In Stabilization Neutral Difference Free Energy at Water Coordinates, the stabilization: at_coords waters were highlighted in the list window and colored based on the property szmap_neut_diff_stbl_free_energy using Color By Atom Properties VIDA Extension. No orientation data is shown because orientation information is not produced by stabilization calculations, only complex, ligand, and apo calculations. But using VIDA’s generic data labeling capabilities, the coordinates can be labeled by the neutral difference stabilization free energy values. This is a quick way to visualize energies from a stabilization grid calculation. Rather than using crystallographic waters in the calculation, the “at coords” positions can be waters from a previous grid calculation using the “Split” tool in the Water Orientation VIDA Extension, or generated by some other procedure.

Running Gameplan

The application gameplan uses szmap to analyze ways to modify ligand chemistry based on water structure and energetics in the immediate environment of the ligand. By testing a limited number of coordinates based on the structure of the ligand and the binding site, gameplan quickly generates: a description of how compatable the ligand is with the binding site, a series of hypotheses for ligand variants, and stabilizing or destabilizing waters.

Again, assuming the input protein and ligand structures have been prepared as described above, a gameplan calculation can be performed as follows:

> gameplan -szmap_mpi_np 4 -prefix 4std_gameplan -p 4std_prot.oeb.gz -l 4std_lig.oeb.gz

The protein and ligand are analyzed and the most informative sample points are identified. szmap is then run on those points, and the results are transformed into a set of potential ligand modifications. All of this takes about 4 minutes on four 2.8GHz processors and the output is placed in the file “4std_gameplan.oeb.gz”, which can be analyzed in VIDA using the WaterColor VIDA Extension. The file “4std_gameplan.log” documents the results, including the energy values for each attachment hypothesis.

The command line option -szmap_mpi_np # controls how gameplan runs szmap to compute the results. More information on options can be found in chapter gameplan.

Analyzing Gameplan Results

Results from gameplan contain ideas for ligand modifications and points where water is stabilizing or destabilizing the protein/ligand complex.

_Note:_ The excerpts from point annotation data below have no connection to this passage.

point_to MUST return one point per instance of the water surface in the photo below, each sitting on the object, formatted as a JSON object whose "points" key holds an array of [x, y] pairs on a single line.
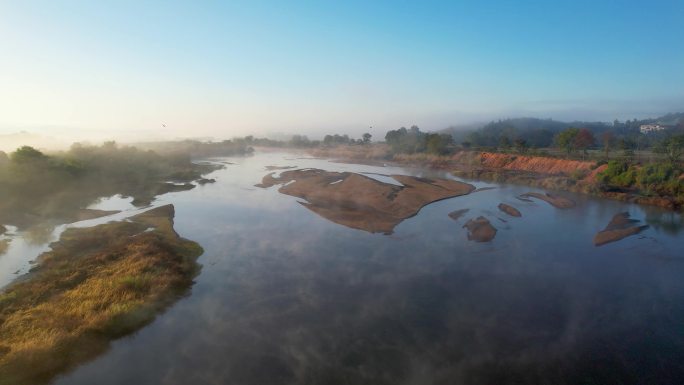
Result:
{"points": [[287, 297]]}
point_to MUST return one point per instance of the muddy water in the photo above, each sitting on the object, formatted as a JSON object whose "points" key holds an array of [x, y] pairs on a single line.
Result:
{"points": [[288, 297]]}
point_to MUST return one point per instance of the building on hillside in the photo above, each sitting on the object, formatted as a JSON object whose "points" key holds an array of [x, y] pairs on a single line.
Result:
{"points": [[647, 128]]}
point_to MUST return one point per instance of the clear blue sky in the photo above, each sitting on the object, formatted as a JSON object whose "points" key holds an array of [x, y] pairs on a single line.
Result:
{"points": [[231, 68]]}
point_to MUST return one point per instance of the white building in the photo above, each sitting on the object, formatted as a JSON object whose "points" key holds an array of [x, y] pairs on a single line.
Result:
{"points": [[646, 128]]}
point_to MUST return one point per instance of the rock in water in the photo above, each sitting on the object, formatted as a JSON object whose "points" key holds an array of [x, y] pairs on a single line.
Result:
{"points": [[480, 230], [621, 226], [554, 200], [455, 215], [510, 210]]}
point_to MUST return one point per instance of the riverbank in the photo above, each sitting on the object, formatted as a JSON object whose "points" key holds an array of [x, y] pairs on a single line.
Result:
{"points": [[542, 172], [97, 284]]}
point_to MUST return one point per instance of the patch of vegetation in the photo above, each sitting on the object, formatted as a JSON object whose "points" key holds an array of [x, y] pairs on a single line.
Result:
{"points": [[97, 284], [410, 141], [37, 186], [661, 178]]}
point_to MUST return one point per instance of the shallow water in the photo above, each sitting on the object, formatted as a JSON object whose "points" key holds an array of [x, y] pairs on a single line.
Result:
{"points": [[287, 297]]}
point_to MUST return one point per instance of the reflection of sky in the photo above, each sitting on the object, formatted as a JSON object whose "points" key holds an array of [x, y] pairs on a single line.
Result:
{"points": [[286, 296]]}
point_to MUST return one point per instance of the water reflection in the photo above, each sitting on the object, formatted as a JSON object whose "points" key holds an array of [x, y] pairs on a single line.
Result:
{"points": [[288, 297]]}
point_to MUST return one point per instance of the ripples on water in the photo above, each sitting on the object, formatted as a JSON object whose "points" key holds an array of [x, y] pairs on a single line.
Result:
{"points": [[286, 297]]}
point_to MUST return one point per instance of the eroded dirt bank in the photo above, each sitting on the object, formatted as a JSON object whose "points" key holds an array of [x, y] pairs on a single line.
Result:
{"points": [[360, 202], [537, 171]]}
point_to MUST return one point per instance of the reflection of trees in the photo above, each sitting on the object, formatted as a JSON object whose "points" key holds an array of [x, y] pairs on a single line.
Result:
{"points": [[669, 222]]}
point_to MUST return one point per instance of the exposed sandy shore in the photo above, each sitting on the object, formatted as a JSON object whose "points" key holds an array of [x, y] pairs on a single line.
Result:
{"points": [[274, 168], [85, 214], [621, 226], [360, 202]]}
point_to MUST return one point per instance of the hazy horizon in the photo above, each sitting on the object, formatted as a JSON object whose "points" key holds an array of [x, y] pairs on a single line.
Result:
{"points": [[78, 70]]}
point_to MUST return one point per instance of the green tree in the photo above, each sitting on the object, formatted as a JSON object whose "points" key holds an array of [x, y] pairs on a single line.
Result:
{"points": [[566, 139], [672, 147], [607, 139], [27, 154], [583, 140]]}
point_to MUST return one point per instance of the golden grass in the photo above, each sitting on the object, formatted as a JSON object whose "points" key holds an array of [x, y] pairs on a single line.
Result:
{"points": [[97, 284]]}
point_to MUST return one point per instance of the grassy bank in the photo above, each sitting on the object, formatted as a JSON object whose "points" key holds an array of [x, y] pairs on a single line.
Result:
{"points": [[97, 284]]}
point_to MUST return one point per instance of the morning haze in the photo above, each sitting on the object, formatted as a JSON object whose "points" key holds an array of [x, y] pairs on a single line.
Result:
{"points": [[101, 71], [263, 192]]}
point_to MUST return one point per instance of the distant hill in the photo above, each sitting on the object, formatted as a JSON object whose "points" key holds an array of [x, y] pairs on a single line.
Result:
{"points": [[10, 142], [540, 132]]}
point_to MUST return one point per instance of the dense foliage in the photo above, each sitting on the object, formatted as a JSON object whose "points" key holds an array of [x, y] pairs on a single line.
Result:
{"points": [[662, 178], [543, 133], [415, 141]]}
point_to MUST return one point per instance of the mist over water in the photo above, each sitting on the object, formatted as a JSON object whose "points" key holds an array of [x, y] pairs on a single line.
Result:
{"points": [[288, 297]]}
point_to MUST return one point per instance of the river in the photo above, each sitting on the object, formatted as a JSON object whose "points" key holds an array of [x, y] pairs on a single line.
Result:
{"points": [[287, 297]]}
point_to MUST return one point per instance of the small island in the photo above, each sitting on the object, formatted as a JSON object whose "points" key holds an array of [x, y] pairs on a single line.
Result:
{"points": [[361, 202]]}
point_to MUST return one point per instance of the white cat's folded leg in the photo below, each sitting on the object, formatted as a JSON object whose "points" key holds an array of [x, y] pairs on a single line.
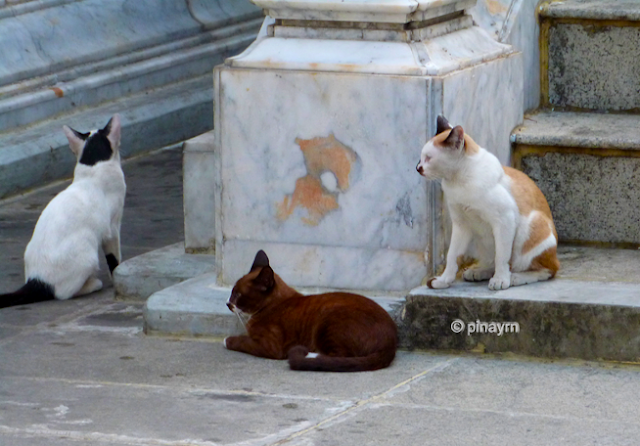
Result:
{"points": [[111, 248], [504, 232], [524, 278], [484, 269], [92, 284], [460, 239]]}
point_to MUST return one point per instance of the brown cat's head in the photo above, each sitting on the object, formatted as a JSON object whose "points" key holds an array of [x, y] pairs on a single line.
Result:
{"points": [[253, 291]]}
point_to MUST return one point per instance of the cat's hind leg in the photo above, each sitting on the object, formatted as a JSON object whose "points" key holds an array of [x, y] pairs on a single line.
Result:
{"points": [[460, 238], [484, 269], [91, 285], [111, 248]]}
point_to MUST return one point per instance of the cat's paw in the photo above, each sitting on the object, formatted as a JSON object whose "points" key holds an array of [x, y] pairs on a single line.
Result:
{"points": [[477, 274], [501, 282], [437, 283]]}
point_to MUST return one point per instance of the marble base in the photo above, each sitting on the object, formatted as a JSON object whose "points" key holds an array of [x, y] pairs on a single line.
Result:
{"points": [[322, 175]]}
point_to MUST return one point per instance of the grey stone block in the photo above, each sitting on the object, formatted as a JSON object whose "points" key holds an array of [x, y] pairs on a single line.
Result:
{"points": [[592, 9], [592, 198], [594, 65], [194, 308], [141, 276], [558, 318]]}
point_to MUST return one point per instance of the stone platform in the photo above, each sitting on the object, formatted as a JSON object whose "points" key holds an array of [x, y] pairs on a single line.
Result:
{"points": [[590, 311]]}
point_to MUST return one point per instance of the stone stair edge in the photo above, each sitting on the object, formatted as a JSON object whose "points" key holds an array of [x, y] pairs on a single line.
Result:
{"points": [[589, 130], [591, 10]]}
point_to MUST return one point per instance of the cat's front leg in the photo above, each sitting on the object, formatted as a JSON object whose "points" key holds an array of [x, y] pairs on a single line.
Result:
{"points": [[504, 232], [246, 344], [460, 239]]}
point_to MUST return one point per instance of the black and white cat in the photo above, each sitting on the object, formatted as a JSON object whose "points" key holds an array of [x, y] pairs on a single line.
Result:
{"points": [[61, 260]]}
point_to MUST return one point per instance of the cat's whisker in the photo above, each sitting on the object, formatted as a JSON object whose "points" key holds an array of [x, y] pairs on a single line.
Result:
{"points": [[242, 321]]}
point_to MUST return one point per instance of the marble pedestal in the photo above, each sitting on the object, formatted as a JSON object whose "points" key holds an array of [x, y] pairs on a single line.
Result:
{"points": [[318, 128]]}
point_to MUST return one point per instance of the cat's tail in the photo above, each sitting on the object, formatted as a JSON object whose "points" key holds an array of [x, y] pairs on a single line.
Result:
{"points": [[33, 291], [300, 359]]}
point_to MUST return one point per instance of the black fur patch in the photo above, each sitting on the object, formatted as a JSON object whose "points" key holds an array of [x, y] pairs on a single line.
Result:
{"points": [[112, 262], [82, 136], [34, 290], [96, 149]]}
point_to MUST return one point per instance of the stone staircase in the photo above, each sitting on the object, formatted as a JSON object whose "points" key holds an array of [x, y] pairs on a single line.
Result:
{"points": [[64, 63], [582, 148]]}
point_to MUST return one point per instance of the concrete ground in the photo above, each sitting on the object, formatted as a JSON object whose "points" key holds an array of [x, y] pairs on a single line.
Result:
{"points": [[82, 372]]}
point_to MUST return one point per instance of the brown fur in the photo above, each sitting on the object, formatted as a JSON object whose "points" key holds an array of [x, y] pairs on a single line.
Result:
{"points": [[350, 332]]}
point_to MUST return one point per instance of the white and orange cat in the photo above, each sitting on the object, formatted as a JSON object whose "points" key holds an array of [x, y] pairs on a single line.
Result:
{"points": [[499, 209]]}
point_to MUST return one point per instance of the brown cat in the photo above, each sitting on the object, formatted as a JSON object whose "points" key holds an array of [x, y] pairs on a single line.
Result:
{"points": [[350, 333]]}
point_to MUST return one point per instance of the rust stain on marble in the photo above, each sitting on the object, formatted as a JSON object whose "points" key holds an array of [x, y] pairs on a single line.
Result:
{"points": [[495, 7], [321, 154]]}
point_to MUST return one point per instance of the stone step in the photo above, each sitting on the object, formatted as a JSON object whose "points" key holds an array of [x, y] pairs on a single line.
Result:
{"points": [[587, 165], [591, 310], [138, 278], [590, 52], [39, 154]]}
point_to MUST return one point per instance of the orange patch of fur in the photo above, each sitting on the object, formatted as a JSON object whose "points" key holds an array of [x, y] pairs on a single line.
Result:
{"points": [[529, 198]]}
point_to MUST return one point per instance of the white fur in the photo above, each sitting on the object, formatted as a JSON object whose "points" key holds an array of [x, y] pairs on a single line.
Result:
{"points": [[64, 248], [484, 212]]}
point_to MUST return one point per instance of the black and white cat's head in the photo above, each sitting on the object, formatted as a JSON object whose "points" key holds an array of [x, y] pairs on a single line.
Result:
{"points": [[97, 145]]}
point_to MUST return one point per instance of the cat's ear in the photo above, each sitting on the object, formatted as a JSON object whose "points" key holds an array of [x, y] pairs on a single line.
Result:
{"points": [[112, 131], [455, 140], [442, 125], [76, 139], [265, 280], [260, 260]]}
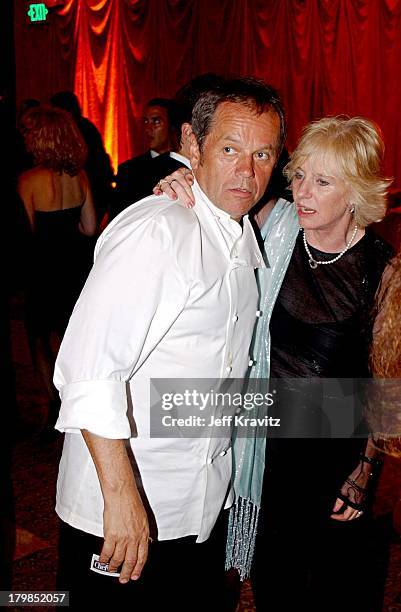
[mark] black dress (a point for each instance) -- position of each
(320, 327)
(60, 262)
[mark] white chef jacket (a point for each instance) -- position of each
(172, 294)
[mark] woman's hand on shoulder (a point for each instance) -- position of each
(177, 185)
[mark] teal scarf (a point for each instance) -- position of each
(279, 234)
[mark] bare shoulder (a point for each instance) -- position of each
(36, 175)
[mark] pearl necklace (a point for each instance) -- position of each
(314, 264)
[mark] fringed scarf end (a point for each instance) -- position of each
(242, 529)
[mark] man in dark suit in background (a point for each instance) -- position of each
(135, 175)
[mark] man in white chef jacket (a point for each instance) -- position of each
(172, 294)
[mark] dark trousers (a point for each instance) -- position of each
(179, 575)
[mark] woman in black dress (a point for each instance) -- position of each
(58, 202)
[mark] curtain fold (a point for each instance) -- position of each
(325, 56)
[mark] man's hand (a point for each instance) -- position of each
(126, 535)
(125, 523)
(354, 489)
(177, 185)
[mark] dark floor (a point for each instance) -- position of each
(34, 476)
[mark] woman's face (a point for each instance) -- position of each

> vida 4std_gameplan.oeb.gz
_images/4std_polar_attachment.png

Gameplan Hypothesis for a Polar Attachment

In Gameplan Hypothesis for a Polar Attachment, the WaterColor VIDA Extension has been used to configure the display of the gameplan results by highlighting any part of the gameplan results in the list window and running WaterColor VIDA Extension. Using the up-arrow and down-arrow keys, you can browse through the different components of the results in the list window. Shown in pink is a suggestion for a site where a hydrogen-bond acceptor might interact favorably with nearby tyrosine residues. The yellow ball indicates that water makes a strong polar interaction at this site in the apo-protein. For a complete description, see chapter gameplan.